Le port de Bodrum au crépuscule avec le château Saint-Pierre illuminé contre un ciel s'assombrissant et des goélettes amarrées au premier plan
← Aegean Coast

Bodrum

"À 7h du matin les pêcheurs sont déjà rentrés. À minuit les terrasses de bars sont encore pleines. Personne ne semble trouver ça contradictoire."

Nous sommes entrés à la voile un matin qui sentait le thym séché, le diesel et quelque chose de vaguement floral venant des collines — et le contraste avec les îles grecques que nous venions de quitter était immédiat. Bodrum est plus brute, plus bruyante, moins gérée. La marina se disputait déjà avec elle-même quand nous avons accosté, les radios rivales se mélangeant depuis les restaurants du bord de mer, un pêcheur raccommodant ses filets avec le calme concentré de quelqu’un qui a appris à tout filtrer. Le château Saint-Pierre se dressait sur son promontoire au-dessus de tout ça, impassible, construit avec des pierres pillées au Mausolée d’Halicarnasse — ce qui signifie que ce que les Chevaliers de Saint-Jean ont construit ici a été partiellement assemblé avec l’une des Sept Merveilles du monde antique. Bodrum a toujours su réutiliser les choses.

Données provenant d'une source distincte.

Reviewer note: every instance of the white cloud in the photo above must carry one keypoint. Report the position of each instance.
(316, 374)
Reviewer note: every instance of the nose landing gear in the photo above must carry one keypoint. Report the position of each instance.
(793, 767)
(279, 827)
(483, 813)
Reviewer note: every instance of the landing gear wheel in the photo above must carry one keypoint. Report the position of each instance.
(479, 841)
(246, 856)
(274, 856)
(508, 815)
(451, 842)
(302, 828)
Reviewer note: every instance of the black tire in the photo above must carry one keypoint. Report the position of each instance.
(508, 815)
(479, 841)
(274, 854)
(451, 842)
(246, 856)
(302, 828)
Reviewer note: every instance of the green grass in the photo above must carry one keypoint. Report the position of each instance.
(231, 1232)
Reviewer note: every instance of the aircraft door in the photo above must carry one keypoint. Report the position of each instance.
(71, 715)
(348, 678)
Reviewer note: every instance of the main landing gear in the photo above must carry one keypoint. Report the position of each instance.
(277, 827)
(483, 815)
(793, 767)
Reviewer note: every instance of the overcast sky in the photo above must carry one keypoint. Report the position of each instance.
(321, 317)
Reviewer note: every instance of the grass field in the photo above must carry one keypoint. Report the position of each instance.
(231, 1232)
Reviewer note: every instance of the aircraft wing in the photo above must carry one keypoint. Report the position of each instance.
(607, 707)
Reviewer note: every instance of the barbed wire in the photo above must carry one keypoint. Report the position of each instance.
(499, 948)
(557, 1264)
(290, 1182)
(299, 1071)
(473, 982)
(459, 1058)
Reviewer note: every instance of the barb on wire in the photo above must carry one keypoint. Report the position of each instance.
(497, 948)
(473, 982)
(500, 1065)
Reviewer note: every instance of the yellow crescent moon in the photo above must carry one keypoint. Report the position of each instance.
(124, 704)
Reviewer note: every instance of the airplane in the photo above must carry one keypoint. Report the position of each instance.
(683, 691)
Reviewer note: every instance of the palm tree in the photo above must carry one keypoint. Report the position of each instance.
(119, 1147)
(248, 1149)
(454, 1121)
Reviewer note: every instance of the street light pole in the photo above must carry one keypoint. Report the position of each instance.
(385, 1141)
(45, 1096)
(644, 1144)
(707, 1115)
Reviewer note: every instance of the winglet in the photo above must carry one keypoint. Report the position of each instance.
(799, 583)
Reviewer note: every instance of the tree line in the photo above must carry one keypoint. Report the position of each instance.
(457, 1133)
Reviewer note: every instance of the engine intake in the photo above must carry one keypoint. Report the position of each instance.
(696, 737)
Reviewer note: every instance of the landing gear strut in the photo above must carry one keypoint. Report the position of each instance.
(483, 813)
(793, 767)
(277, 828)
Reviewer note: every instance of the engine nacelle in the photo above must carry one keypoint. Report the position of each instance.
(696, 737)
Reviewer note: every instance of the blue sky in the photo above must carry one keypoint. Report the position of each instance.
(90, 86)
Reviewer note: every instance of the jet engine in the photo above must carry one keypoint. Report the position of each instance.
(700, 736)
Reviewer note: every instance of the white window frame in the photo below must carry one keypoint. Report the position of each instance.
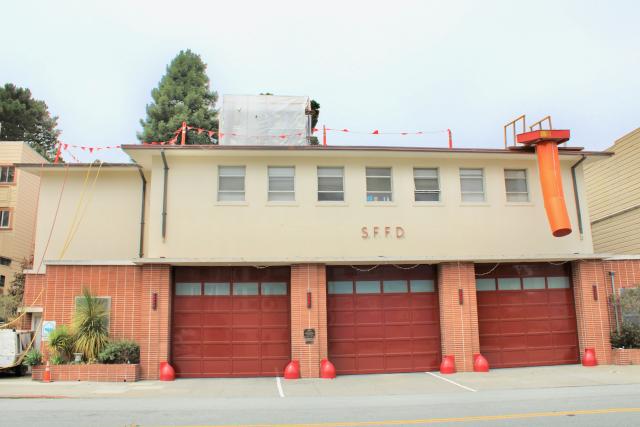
(342, 192)
(484, 186)
(526, 184)
(367, 176)
(292, 191)
(416, 191)
(244, 182)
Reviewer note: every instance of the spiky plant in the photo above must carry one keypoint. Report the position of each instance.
(90, 326)
(61, 342)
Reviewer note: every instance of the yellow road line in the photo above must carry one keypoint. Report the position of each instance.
(441, 420)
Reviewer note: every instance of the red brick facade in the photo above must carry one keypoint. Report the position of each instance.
(308, 278)
(132, 289)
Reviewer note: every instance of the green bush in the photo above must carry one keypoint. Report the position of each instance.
(61, 342)
(57, 359)
(629, 336)
(120, 352)
(32, 358)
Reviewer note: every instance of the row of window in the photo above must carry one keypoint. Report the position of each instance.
(519, 283)
(225, 288)
(281, 187)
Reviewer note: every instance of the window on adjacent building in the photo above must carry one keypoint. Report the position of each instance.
(7, 174)
(472, 185)
(330, 184)
(281, 183)
(515, 181)
(104, 301)
(231, 183)
(427, 185)
(379, 185)
(5, 216)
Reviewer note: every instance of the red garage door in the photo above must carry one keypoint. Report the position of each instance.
(526, 315)
(382, 319)
(230, 322)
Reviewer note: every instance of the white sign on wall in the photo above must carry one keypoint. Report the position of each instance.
(47, 327)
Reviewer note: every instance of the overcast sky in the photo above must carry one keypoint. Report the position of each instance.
(396, 65)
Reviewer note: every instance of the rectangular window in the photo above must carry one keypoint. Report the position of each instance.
(533, 282)
(395, 287)
(5, 216)
(427, 185)
(511, 284)
(189, 289)
(330, 184)
(515, 181)
(485, 285)
(274, 288)
(217, 289)
(281, 184)
(340, 287)
(418, 286)
(7, 174)
(245, 288)
(472, 185)
(105, 301)
(560, 282)
(367, 287)
(379, 185)
(231, 183)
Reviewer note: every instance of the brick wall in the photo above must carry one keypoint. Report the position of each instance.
(130, 289)
(458, 322)
(310, 277)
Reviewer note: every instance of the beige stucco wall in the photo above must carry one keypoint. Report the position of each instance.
(257, 231)
(613, 192)
(21, 197)
(107, 222)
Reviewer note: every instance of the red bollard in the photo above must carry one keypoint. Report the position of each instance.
(292, 370)
(448, 365)
(589, 358)
(167, 373)
(327, 370)
(480, 364)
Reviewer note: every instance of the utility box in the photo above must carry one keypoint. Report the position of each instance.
(264, 120)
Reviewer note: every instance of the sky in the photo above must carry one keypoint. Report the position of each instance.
(468, 66)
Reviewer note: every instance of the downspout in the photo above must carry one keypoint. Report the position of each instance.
(575, 194)
(164, 194)
(142, 212)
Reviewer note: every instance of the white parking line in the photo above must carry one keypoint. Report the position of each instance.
(279, 384)
(452, 382)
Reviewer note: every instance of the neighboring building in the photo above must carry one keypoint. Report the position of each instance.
(231, 261)
(18, 206)
(613, 193)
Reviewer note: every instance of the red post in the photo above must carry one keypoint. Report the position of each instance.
(184, 133)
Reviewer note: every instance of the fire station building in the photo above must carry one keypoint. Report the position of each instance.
(232, 261)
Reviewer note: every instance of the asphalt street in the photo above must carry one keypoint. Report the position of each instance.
(566, 396)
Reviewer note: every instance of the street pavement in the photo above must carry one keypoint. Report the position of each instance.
(561, 395)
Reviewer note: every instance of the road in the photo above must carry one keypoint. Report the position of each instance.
(567, 396)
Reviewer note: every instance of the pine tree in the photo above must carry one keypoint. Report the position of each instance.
(23, 118)
(183, 95)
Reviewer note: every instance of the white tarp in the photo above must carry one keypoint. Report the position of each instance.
(263, 120)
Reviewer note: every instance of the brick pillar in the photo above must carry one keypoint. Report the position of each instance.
(592, 316)
(154, 325)
(304, 278)
(458, 322)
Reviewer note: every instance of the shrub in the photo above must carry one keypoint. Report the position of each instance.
(32, 358)
(61, 342)
(629, 336)
(57, 359)
(120, 352)
(90, 326)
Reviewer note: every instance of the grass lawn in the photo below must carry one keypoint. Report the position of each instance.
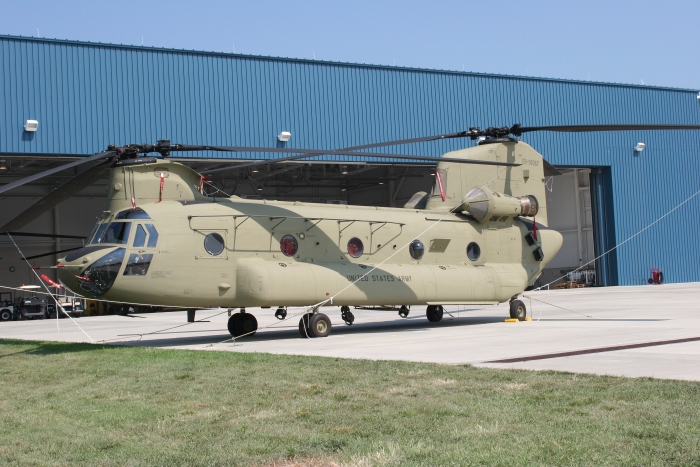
(79, 404)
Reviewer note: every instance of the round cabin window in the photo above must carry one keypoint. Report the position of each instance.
(417, 249)
(289, 245)
(355, 247)
(473, 251)
(214, 244)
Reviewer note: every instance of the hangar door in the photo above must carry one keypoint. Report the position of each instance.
(579, 206)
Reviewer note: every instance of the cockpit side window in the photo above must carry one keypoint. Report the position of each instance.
(137, 213)
(117, 232)
(152, 235)
(100, 233)
(140, 236)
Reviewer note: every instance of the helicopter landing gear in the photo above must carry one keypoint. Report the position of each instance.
(281, 313)
(5, 315)
(314, 325)
(347, 315)
(240, 324)
(518, 310)
(434, 313)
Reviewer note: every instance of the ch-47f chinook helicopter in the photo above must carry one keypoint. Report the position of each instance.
(473, 240)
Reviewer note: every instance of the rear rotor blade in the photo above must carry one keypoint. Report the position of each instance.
(518, 130)
(63, 192)
(31, 178)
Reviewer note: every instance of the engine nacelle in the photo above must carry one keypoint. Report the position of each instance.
(486, 205)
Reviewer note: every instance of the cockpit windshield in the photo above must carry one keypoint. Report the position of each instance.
(100, 232)
(114, 232)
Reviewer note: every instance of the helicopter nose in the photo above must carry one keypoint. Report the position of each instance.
(90, 271)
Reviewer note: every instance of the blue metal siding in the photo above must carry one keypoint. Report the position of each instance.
(86, 96)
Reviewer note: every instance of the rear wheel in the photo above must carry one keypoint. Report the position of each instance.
(5, 315)
(518, 310)
(304, 325)
(320, 325)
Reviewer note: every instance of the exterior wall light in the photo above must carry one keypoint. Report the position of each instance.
(31, 125)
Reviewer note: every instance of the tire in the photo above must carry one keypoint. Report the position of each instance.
(320, 325)
(434, 313)
(240, 324)
(232, 323)
(518, 310)
(5, 315)
(304, 324)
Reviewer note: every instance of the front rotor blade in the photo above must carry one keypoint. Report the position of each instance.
(306, 152)
(63, 192)
(517, 131)
(31, 178)
(391, 156)
(52, 253)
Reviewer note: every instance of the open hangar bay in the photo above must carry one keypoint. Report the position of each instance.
(85, 96)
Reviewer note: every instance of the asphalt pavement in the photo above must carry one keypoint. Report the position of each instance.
(641, 331)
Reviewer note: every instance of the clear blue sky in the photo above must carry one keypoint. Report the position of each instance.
(613, 41)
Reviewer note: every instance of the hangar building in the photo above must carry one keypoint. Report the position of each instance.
(85, 96)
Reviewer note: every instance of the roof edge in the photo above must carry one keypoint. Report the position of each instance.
(343, 64)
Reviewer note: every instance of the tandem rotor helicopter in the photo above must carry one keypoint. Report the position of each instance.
(480, 237)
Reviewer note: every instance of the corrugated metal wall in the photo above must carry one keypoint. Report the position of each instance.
(86, 96)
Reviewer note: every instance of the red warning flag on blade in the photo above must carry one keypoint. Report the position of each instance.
(534, 228)
(439, 180)
(48, 280)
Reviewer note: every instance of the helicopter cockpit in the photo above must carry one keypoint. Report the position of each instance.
(115, 231)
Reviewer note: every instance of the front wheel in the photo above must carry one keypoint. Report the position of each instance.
(434, 313)
(518, 310)
(320, 325)
(242, 324)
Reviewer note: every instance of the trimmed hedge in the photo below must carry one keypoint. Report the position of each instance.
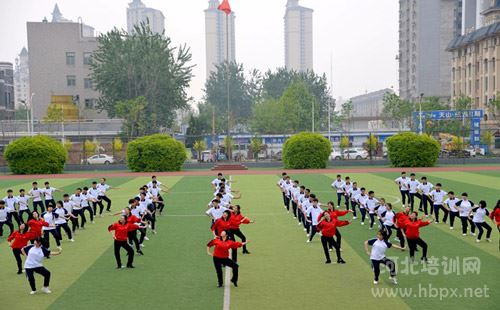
(412, 150)
(36, 155)
(306, 150)
(155, 153)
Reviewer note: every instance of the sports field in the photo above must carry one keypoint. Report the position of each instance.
(282, 271)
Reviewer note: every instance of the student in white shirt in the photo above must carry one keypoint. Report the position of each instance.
(361, 199)
(413, 191)
(338, 185)
(437, 197)
(62, 220)
(371, 205)
(451, 207)
(4, 219)
(50, 217)
(22, 201)
(48, 193)
(377, 256)
(94, 193)
(313, 213)
(464, 207)
(354, 191)
(11, 203)
(478, 218)
(424, 189)
(35, 253)
(404, 188)
(37, 193)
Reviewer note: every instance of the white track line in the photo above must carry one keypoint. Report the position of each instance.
(227, 289)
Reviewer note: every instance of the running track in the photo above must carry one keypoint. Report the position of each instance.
(250, 172)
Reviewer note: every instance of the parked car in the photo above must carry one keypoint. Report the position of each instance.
(99, 159)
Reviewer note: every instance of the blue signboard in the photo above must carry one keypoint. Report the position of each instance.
(475, 117)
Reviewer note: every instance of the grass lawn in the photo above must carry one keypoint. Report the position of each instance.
(283, 272)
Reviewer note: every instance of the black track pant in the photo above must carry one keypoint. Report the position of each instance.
(413, 243)
(37, 204)
(329, 242)
(66, 229)
(481, 227)
(384, 261)
(19, 261)
(108, 202)
(9, 224)
(404, 195)
(30, 274)
(94, 207)
(465, 221)
(130, 253)
(46, 237)
(132, 240)
(219, 263)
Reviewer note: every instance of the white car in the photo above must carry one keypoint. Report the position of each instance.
(100, 159)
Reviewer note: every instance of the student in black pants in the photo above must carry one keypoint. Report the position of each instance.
(222, 245)
(35, 254)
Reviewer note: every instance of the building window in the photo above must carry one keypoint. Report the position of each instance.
(71, 80)
(87, 83)
(89, 103)
(87, 58)
(70, 58)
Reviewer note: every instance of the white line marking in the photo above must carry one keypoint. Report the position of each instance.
(227, 289)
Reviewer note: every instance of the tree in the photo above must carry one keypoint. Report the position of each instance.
(126, 66)
(133, 113)
(199, 146)
(270, 117)
(397, 109)
(371, 144)
(256, 146)
(243, 92)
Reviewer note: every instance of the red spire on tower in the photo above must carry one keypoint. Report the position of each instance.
(224, 6)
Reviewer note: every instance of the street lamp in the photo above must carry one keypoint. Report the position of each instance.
(420, 113)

Le château de Bodrum se dressant au-dessus du port à l'heure dorée, ses murailles médiévales reflétées dans l'eau calme

Le château abrite désormais le Musée d’Archéologie Sous-Marine, que je pensais traverser en vingt minutes et dans lequel j’ai finalement passé trois heures. Les épaves de l’Âge du Bronze récupérées du fond de la mer Égée sont exposées avec un soin méticuleux — des empilements d’amphores, des lingots de cuivre et les contours fantomatiques de coques qui ont coulé il y a trois mille ans. De retour dehors, le vieux marché aux poissons bat son plein matinal quand le musée ouvre : des daurades argentées dans des caisses de bois brut, des femmes marchandant avec une intensité qui donne à la négociation du prix un caractère presque cérémoniel. J’ai acheté un kilo d’anchois que je n’avais nulle part où cuisiner et les ai mangés le soir dans un meyhane aux tables en plastique où personne ne parlait aucune langue que je comprenne et où le vin de la maison venait dans une cruche en céramique et coûtait presque rien.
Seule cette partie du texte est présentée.